Com relação à visão que os ex-bolsistas têm sobre o PET, a categorização das respostas subjetivas possibilitou identificar as dimensões mais valorizadas no programa, conforme a Tabela 3.

 

 

As dimensões destacadas na Tabela 3 demonstram que o PET tem estimulado uma formação mais integral, que concorda com a proposta das Diretrizes Curriculares Nacionais (DCNs) para o ensino superior, conforme é ratificado pelo depoimento abaixo:

Minha experiência no grupo PET contribuiu não apenas para o meu amadurecimento profissional, mas principalmente para o meu crescimento pessoal. As atividades em grupo mostram o valor da responsabilidade de nossas ações, do respeito ao espaço e ao limite dos colegas. Adicionalmente, recebi estímulos culturais que mudaram completamente o meu gosto por cinema, música, livros e teatro (doutora em Histologia e Embriologia, bolsista do PET Odontologia - UFBA por seis semestres).

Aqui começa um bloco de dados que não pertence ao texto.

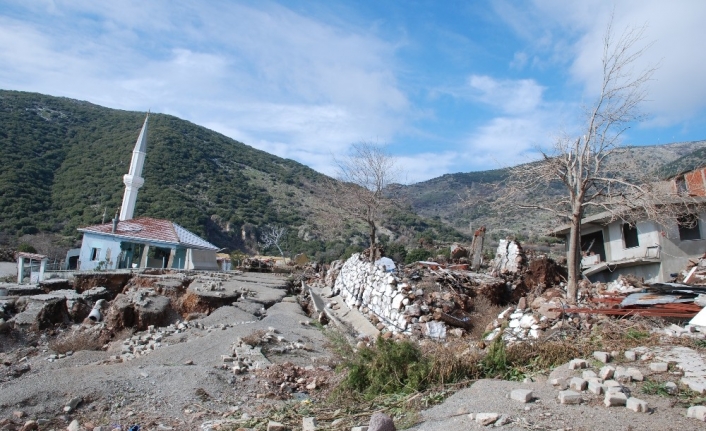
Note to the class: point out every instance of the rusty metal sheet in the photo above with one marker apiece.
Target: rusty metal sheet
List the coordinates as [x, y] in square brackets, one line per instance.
[653, 299]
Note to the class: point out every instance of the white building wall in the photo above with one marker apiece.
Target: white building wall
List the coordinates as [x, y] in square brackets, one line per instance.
[648, 235]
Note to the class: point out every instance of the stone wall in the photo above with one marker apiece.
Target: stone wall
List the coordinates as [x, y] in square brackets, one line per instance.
[369, 288]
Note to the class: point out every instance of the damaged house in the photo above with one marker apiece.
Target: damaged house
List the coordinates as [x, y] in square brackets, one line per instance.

Alguns aspectos negativos do grupo e do programa foram identificados por 12 dos egressos. Dentre esses aspectos, destaca-se, principalmente, a baixa abrangência do programa entre os alunos do curso de graduação. Outros aspectos levantados foram: as relações interpessoais com o tutor ou com o grupo; a falta de incentivo dos órgãos competentes, incluindo a carência de recursos financeiros para o desenvolvimento de todas as atividades propostas pelo programa; o processo de seleção, que supervaloriza o rendimento escolar e por vezes aprova bolsista sem o perfil geral para o programa; a inclusão de alguns professores sem perfil para a orientação dos bolsistas e o excesso de atividades desenvolvidas no programa que restringe o tempo para os estágios práticos extracurriculares. Este último aspecto pode caracterizar uma deficiência na formação em nível de graduação para aqueles que optam pela atividade clínica, considerando que esta representou a maior porcentagem das atividades do grupo.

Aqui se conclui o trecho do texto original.